Frequently Asked Questions

Which --mask_type should I pick?

The default is mematte (Memory Efficient Matting, ViT-B Composition-1k). It produces the cleanest hair and silhouette edges of the three model-based options and is the right starting point.

  • mematte — default. Good edges, moderate VRAM.
  • vit — HuggingFace ViTMatte, tiled. Higher VRAM cost, useful if MEMatte underperforms on a specific frame.
  • sam3 — raw SAM3 mask, no alpha refinement. Fastest; use only when you want SAM3's coarse output and will refine downstream.
  • user — read pre-computed mattes from --mattes_folder. Use when you have alpha mattes from a different tool and only want the spline JSON from Rotobot Next.

When do I need --depth_folder, and what --z_threshold should I use?

Supply --depth_folder whenever you want depth-aware occlusion gating — typically multi-person scenes where one person is in front of another, or anywhere a body part crosses another body.
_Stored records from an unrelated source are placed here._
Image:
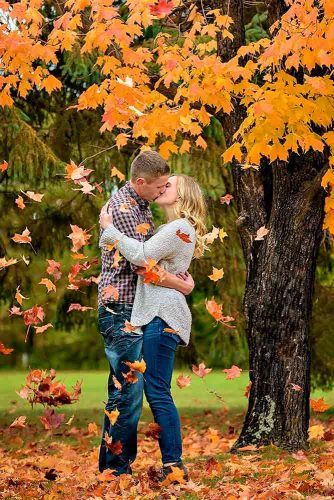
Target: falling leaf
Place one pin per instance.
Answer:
(117, 384)
(319, 405)
(143, 228)
(248, 389)
(227, 198)
(49, 285)
(210, 237)
(70, 420)
(217, 274)
(214, 309)
(5, 350)
(183, 236)
(22, 238)
(20, 203)
(183, 381)
(130, 377)
(177, 475)
(316, 431)
(171, 330)
(116, 173)
(110, 292)
(19, 423)
(117, 258)
(6, 263)
(52, 420)
(261, 233)
(112, 415)
(33, 315)
(79, 238)
(43, 328)
(162, 8)
(78, 307)
(138, 366)
(153, 430)
(201, 371)
(115, 448)
(19, 297)
(54, 269)
(296, 387)
(3, 166)
(92, 428)
(128, 327)
(34, 196)
(233, 372)
(222, 234)
(124, 208)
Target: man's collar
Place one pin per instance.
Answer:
(141, 202)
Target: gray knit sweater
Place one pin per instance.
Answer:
(174, 254)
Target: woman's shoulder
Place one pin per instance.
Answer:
(181, 224)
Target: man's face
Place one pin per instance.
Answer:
(151, 190)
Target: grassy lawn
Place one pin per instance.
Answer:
(191, 401)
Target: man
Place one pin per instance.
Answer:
(116, 290)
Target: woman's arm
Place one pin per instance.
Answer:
(164, 244)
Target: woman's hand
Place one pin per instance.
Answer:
(105, 217)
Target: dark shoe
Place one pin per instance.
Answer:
(167, 469)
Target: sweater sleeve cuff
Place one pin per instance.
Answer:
(110, 235)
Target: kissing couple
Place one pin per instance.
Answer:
(158, 309)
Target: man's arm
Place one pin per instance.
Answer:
(183, 283)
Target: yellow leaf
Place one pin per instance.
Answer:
(316, 431)
(217, 274)
(112, 415)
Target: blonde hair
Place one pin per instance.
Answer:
(149, 165)
(191, 205)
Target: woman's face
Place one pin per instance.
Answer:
(169, 197)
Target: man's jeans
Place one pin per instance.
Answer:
(120, 347)
(159, 352)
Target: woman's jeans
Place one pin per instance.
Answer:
(120, 347)
(159, 352)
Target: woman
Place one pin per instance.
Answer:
(162, 312)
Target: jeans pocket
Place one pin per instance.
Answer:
(106, 324)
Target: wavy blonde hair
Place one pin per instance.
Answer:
(191, 205)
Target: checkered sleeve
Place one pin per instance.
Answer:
(127, 222)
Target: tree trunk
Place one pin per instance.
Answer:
(286, 198)
(278, 304)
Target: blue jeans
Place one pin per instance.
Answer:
(119, 347)
(159, 352)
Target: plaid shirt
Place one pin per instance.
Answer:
(128, 210)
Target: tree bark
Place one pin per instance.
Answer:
(278, 304)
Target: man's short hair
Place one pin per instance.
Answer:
(149, 165)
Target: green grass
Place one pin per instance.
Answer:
(194, 402)
(190, 400)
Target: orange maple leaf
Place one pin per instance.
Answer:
(49, 285)
(183, 381)
(319, 405)
(117, 258)
(217, 274)
(5, 350)
(143, 228)
(232, 372)
(20, 203)
(201, 371)
(110, 292)
(138, 366)
(183, 236)
(112, 415)
(3, 166)
(22, 238)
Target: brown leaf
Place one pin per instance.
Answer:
(201, 371)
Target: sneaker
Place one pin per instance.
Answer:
(167, 469)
The depth folder must contain one EXR per input frame, in sorted 1:1 order.

The default --z_threshold 0.025 (metres at the limb midline, scaled per-segment) is the result of a five-value wedge run on 4K clips at [0.2, 0.1, 0.075, 0.05, 0.025]. Findings:

  • 0.025 and 0.05 — no artefacts versus the no-depth baseline; the recommended range.
  • 0.17 (the historical default) — leaves visible artefacts; do not use.
  • Tighter thresholds also run roughly 20% faster at 4K because rays terminate earlier.

How are licenses counted?

Per process. One rotobot_next worker = one seat. Running two workers in parallel on the same machine consumes two seats. See the Relay Server page for details.

Where does output land if I omit --output_folder?
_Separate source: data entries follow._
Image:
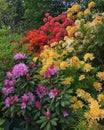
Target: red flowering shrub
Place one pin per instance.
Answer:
(53, 30)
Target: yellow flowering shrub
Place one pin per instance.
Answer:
(77, 58)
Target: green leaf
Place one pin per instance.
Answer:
(43, 125)
(2, 121)
(62, 104)
(48, 127)
(53, 122)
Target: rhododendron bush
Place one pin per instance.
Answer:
(63, 87)
(53, 30)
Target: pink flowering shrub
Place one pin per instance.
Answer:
(32, 99)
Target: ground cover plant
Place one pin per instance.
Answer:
(61, 85)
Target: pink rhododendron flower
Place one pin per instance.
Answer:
(53, 93)
(38, 105)
(20, 70)
(41, 90)
(48, 114)
(20, 56)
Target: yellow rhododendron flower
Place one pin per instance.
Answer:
(63, 65)
(100, 75)
(88, 56)
(91, 4)
(94, 112)
(67, 81)
(80, 92)
(74, 61)
(97, 86)
(86, 11)
(78, 104)
(101, 98)
(87, 67)
(76, 7)
(87, 96)
(79, 34)
(81, 77)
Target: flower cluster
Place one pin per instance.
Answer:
(20, 56)
(20, 70)
(53, 30)
(65, 80)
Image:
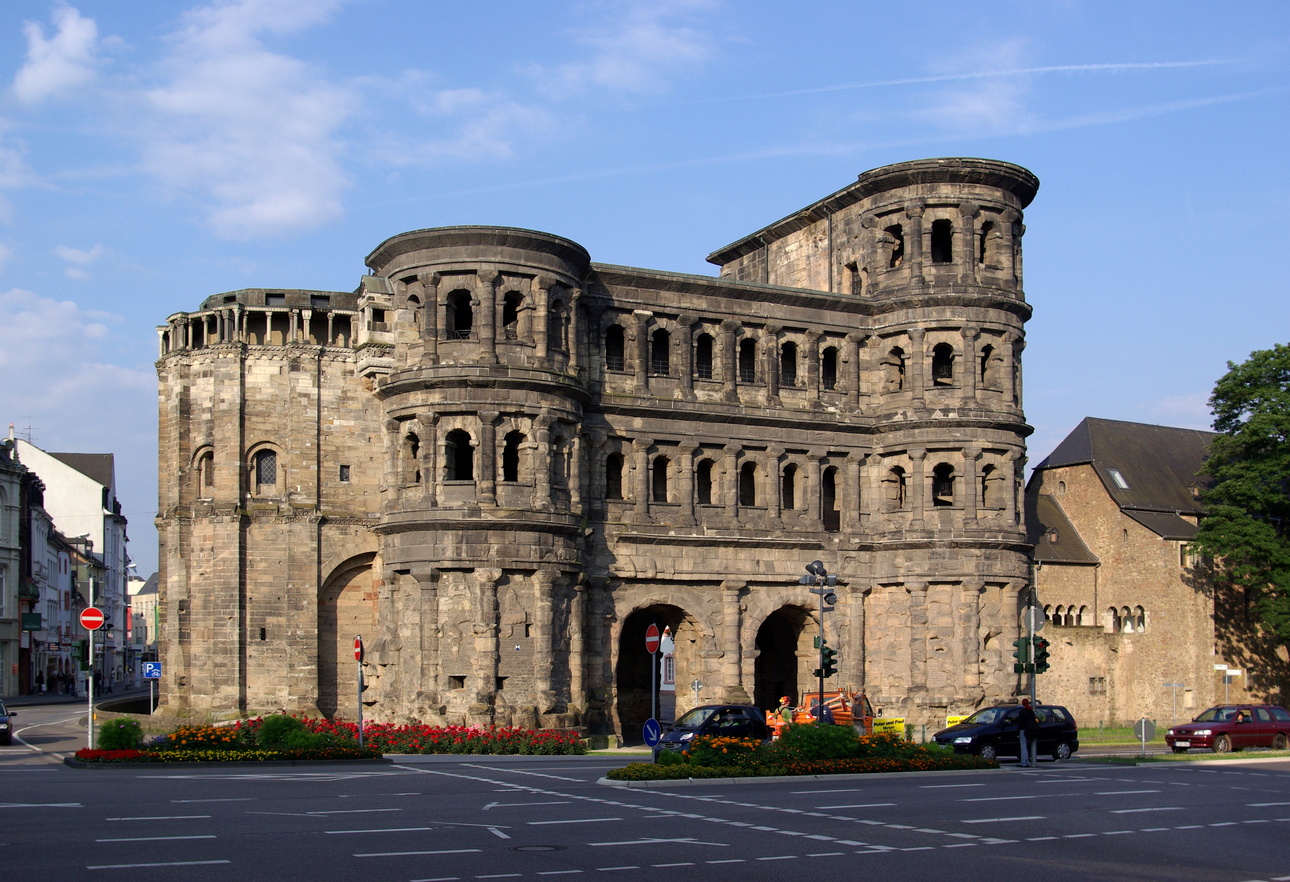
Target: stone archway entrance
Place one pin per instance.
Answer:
(347, 607)
(632, 676)
(782, 656)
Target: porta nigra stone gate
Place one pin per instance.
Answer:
(499, 462)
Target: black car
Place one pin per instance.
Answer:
(991, 733)
(725, 720)
(5, 725)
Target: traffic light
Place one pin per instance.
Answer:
(1022, 654)
(828, 658)
(1041, 662)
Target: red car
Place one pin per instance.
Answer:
(1233, 727)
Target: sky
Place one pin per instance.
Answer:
(154, 154)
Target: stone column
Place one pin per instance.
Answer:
(968, 213)
(484, 660)
(641, 477)
(485, 477)
(729, 360)
(968, 655)
(430, 476)
(543, 642)
(685, 481)
(913, 241)
(920, 489)
(917, 636)
(542, 317)
(640, 347)
(486, 317)
(684, 347)
(732, 669)
(970, 369)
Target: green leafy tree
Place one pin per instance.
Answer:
(1246, 529)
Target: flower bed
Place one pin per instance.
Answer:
(804, 749)
(299, 739)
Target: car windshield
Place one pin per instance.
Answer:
(987, 716)
(693, 718)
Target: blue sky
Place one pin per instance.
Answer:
(154, 154)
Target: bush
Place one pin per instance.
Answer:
(119, 735)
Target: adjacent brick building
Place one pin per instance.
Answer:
(499, 462)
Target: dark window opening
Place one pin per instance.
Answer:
(659, 357)
(748, 484)
(747, 361)
(943, 485)
(788, 364)
(659, 479)
(828, 500)
(703, 482)
(458, 457)
(828, 368)
(894, 240)
(614, 476)
(511, 457)
(942, 364)
(942, 241)
(511, 304)
(461, 317)
(703, 357)
(614, 348)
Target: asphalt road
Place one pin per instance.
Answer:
(519, 818)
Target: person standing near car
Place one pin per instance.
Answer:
(1028, 734)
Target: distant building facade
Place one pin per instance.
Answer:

In ./output/<image_folder_name>/ relative to the current working directory. The JSON file plus any requested sidecar folders (mattes/, debug/, trimaps/, sam3_masks/, filled_shapes/) are written under that root.

Can I run multiple workers on one GPU?

Yes, depending on input resolution and available VRAM:

  • HD (1080p) / 1440p — two workers fit comfortably on a 24 GB+ GPU (each worker takes around 14–15 GB).
  • 4K / UHD — single worker. Two workers will OOM the ViTMatte / MEMatte tile pass on a 24 GB card and run unreliably on 48 GB.

Most of the batch scripts in visualisation/ use a flock-based claim pattern to share a queue between worker processes safely.

What input formats does Rotobot Next accept?

JPG, PNG, and EXR sequences. EXR input goes through OpenColorIO; the bundle ships the ACES 1.0.3 config so ACEScg-linear EXRs are colour-managed correctly by default. Set OCIO=/path/to/config.ocio to point at a different config.

Why was my first run slow on a cold machine?

The bundled binary materialises the SAM3, SAM3D-Body, ViTMatte / MEMatte, and MoGE-2 weights on first call (about 30–60 seconds on a typical NVMe). Subsequent runs in the same process tree reuse cached weights and start instantly.

--help itself returns in well under a second — it skips model loading entirely.

What environment variables does the binary read?

TOKGAN_RELAY_URL
License relay URL. Default http://0.0.0.0:6349. See the Relay Server page.
OCIO
Path to an OpenColorIO config file (required for non-default colour management; the bundled ACES 1.0.3 config covers most VFX workflows).
SAM3D_DETECTOR_PATH
Override the bundled vitdet detector folder.
SAM3D_SEGMENTOR_PATH
Override the bundled SAM3 segmentor folder.
SAM3D_FOV_PATH
Override the bundled MoGE-2 FOV estimator folder.
SAM3D_MHR_PATH
Override the bundled Momentum Human Rig assets folder.